Depuis une vingtaine d’années, la recherche historique a continué de s’intéresser à l’histoire des élites rhénanes, rurales ou urbaines, qui, depuis l’époque moderne, sont confrontées à des bouleversements politiques, économiques et sociaux qu’il s’agisse de la fin de la tutelle impériale et de l’incorporation progressive du Rhin Supérieur dans de grands États plus ou moins centralisés, de la succession de plusieurs conflits franco-allemands aux conséquences toujours insuffisamment étudiées, de l’industrialisation puis des mutations industrielles, du processus de construction européenne et de coopération transfrontalière avec la Suisse ou l’Allemagne.

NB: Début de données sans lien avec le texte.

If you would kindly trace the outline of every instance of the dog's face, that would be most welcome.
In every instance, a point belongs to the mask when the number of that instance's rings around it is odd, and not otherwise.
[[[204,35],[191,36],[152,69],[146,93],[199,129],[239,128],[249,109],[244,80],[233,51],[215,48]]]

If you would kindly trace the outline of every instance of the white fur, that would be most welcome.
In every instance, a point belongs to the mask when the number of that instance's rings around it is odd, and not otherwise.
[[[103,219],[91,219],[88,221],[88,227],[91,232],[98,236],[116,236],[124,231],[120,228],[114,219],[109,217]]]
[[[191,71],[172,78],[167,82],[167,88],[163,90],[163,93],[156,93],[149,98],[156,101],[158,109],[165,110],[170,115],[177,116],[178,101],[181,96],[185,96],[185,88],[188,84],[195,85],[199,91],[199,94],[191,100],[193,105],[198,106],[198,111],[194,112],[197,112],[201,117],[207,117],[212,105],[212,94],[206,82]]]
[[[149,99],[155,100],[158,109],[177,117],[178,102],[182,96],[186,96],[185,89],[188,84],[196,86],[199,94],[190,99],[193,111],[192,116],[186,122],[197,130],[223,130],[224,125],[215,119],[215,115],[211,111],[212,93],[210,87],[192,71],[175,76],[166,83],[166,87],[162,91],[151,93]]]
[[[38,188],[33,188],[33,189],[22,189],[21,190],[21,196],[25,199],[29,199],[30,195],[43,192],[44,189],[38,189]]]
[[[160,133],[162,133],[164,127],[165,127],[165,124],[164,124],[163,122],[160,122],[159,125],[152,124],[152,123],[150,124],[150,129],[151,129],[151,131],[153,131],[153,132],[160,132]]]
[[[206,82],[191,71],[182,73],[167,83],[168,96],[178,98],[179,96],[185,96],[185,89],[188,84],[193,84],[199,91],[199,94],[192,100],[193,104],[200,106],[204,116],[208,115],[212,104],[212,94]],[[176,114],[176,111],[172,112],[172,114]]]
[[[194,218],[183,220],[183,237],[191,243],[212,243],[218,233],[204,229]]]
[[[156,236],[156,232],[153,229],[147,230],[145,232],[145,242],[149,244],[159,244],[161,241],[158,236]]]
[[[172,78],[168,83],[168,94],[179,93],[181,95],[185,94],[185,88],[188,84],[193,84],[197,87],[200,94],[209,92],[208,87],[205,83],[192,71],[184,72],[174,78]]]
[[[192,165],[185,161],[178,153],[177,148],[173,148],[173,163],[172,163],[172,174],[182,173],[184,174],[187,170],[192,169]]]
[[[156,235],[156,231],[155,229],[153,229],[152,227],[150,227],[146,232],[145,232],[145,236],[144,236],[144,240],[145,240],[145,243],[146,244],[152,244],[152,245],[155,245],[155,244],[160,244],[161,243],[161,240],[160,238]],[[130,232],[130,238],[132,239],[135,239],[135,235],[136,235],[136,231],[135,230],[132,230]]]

L’ambition du séminaire de recherche organisé par le CRÉSAT au printemps 2023 sous forme de journée d’étude était donc de faire le point, à la fois, sur l’évolution sociologique des élites alsaciennes et plus largement du Rhin supérieur (particularités et comportements de la haute société protestante, renouvellement du patronat, etc.), sur leur rôle dans les processus d’échanges commerciaux entre aires politiques ou économiques différentes, dans les débuts de la coopération transfrontalière franco-germano-suisse, sur leur rapport à la construction européenne, sur leurs pratiques sociales, sur la question des appartenances et des identités ou les phénomènes de circulations et de connexions. Cinq chercheurs ont bien voulu partager leurs travaux.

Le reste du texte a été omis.